Estes métodos conduzem depressa à indisciplina: educados em famílias onde todos podem participar ou, em muitos casos, em famílias desestruturadas sem quaisquer regras, os alunos de hoje reagem a esta organização “vertical” da sala de aula, onde só fala um e 30 têm de estar longos minutos em silêncio. A sua experiência quotidiana é diferente: na família, predomina a organização “horizontal”, onde a sua palavra é estimulada ou, na pior das hipóteses, provêm de agregados familiares em que o caos é a regra. Olham para o Facebook e observam uma participação intensa, sem limites, onde não raro está presente a grosseria e a falta de respeito. Por essas razões, mesmo com contextos familiares muito diversificados, a indisciplina é, infelizmente, uma característica geracional.
Um professor só pode ser respeitado se, de facto, respeitar os seus alunos. Esta exigência implica uma complexa arte de saber ouvir e, ao mesmo tempo, conseguir obter o silêncio; ser firme sem autoritarismo; nunca cultivar o “deixar andar” face a um comportamento desrespeitoso dos jovens.
Todos os alunos merecem um estatuto e uma dignidade, tal como os professores, o que só se consegue com empatia mútua. O respeito e a ordem na sala de aula não se obtêm com medidas punitivas primárias, nem com a permissividade do “fazer de conta”. É crucial encontrar um equilíbrio entre a definição do “estar na aula” por parte do professor e esse “estar” por parte do aluno, o que só se consegue através de uma relação pedagógica estruturada, organizada a partir do trabalho conjunto e de um adequado relacionamento interpessoal.

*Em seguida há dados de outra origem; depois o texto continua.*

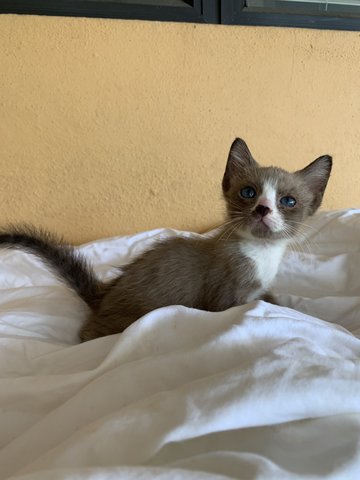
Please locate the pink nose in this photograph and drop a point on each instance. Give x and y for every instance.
(262, 210)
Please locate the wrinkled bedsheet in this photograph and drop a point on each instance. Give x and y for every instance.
(259, 391)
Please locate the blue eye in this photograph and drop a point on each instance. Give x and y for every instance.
(288, 201)
(248, 192)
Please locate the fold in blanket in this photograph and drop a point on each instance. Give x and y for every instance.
(257, 392)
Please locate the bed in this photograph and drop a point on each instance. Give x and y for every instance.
(259, 391)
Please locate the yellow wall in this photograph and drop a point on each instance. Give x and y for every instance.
(110, 127)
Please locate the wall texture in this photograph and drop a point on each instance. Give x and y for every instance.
(110, 127)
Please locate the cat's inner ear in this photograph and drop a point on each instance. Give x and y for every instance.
(316, 176)
(239, 160)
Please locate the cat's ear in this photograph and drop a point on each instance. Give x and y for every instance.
(239, 159)
(316, 176)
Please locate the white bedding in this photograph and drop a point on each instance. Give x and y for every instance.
(258, 391)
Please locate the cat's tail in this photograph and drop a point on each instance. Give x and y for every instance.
(62, 259)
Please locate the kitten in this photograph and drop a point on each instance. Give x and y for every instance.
(265, 209)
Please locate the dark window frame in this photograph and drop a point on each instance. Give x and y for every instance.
(230, 12)
(236, 12)
(196, 11)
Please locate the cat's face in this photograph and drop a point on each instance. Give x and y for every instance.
(268, 202)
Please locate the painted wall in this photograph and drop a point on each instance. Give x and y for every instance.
(110, 127)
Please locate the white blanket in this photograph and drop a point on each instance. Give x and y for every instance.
(258, 391)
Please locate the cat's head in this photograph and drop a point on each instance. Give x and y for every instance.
(269, 202)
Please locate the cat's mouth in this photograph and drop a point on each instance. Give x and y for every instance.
(264, 227)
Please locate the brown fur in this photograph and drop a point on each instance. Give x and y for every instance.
(208, 273)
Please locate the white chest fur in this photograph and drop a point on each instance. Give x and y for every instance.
(266, 257)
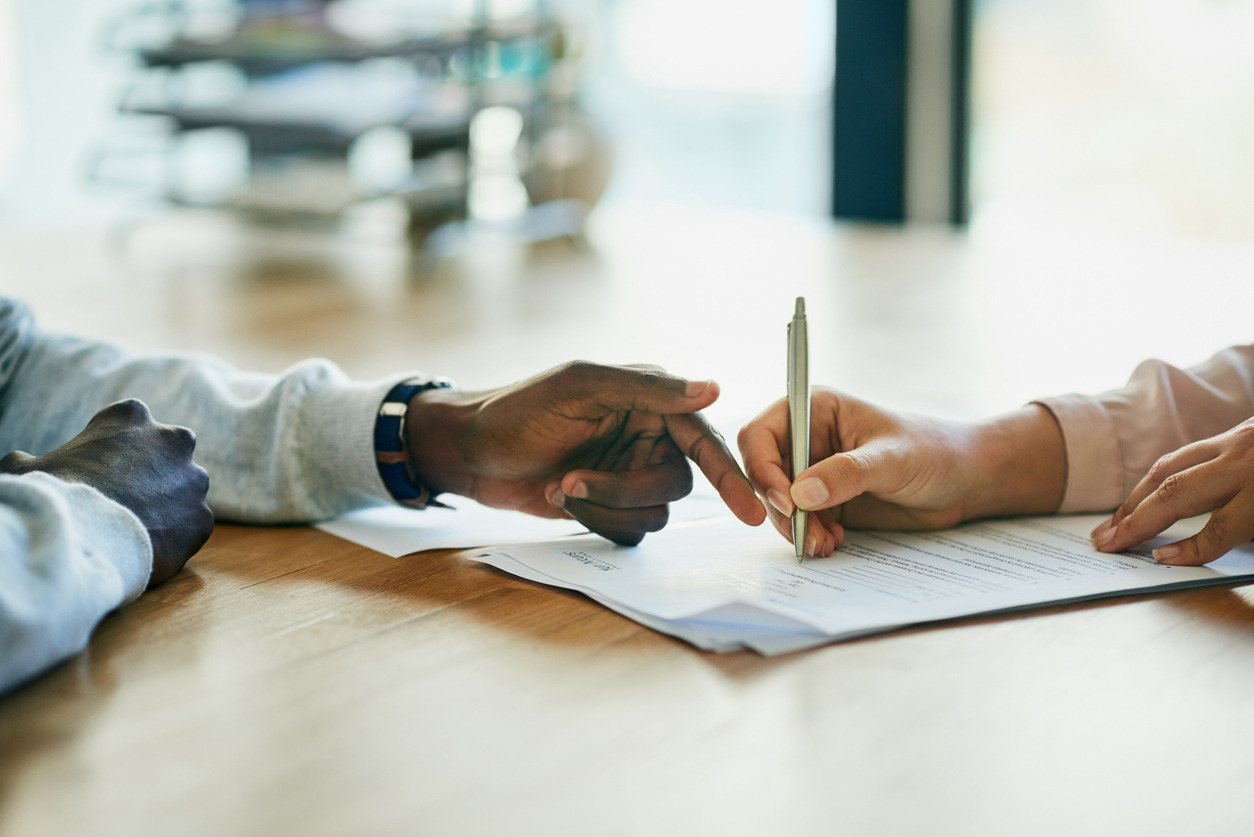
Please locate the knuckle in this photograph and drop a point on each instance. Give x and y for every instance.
(1161, 469)
(1243, 442)
(182, 437)
(1173, 488)
(131, 409)
(1217, 532)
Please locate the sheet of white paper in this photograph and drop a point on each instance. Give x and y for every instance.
(720, 584)
(396, 531)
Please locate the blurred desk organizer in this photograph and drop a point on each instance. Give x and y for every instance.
(301, 111)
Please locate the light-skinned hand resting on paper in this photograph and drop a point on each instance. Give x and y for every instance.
(1215, 476)
(1170, 444)
(874, 468)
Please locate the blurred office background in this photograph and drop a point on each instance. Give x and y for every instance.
(1122, 114)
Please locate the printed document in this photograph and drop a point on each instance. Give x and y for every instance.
(722, 585)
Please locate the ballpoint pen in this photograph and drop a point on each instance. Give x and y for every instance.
(799, 412)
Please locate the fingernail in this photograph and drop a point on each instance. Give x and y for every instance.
(1104, 535)
(780, 501)
(1166, 554)
(810, 492)
(696, 387)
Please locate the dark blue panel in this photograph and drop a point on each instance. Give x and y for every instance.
(868, 134)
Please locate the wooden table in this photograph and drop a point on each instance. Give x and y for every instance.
(291, 683)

Ora o que acontece, em muitas aulas, é o contrário: impedido, pela organização “vertical”, de poder ter voz activa na sala, o aluno de hoje depressa recorre à acção indisciplinada e clandestina para obter o seu “controlo” da aula.
O professor não funciona se não tiver um espaço estruturado para ensinar. Para isso, necessita responsabilizar toda a turma e não a dividir em “bons” e “maus” alunos. Só consegue êxito se organizar os alunos num espaço de cooperação, onde a procura da entreajuda e solidariedade entre os mais novos deve ser sempre estimulada. Também é necessário que o professor demonstre uma compreensão e conhecimento efectivos da realidade actual dos alunos, respeitando a sua privacidade mas estando disponível para a escuta e aconselhamento.
Verifico pouca reflexão sobre estes temas nos meus diálogos com professores e alunos. Predominam a crítica do outro, o desânimo e a eterna espera de que o ministério melhore, onde deveria existir a construção recíproca do saber estar hoje numa sala de aula.”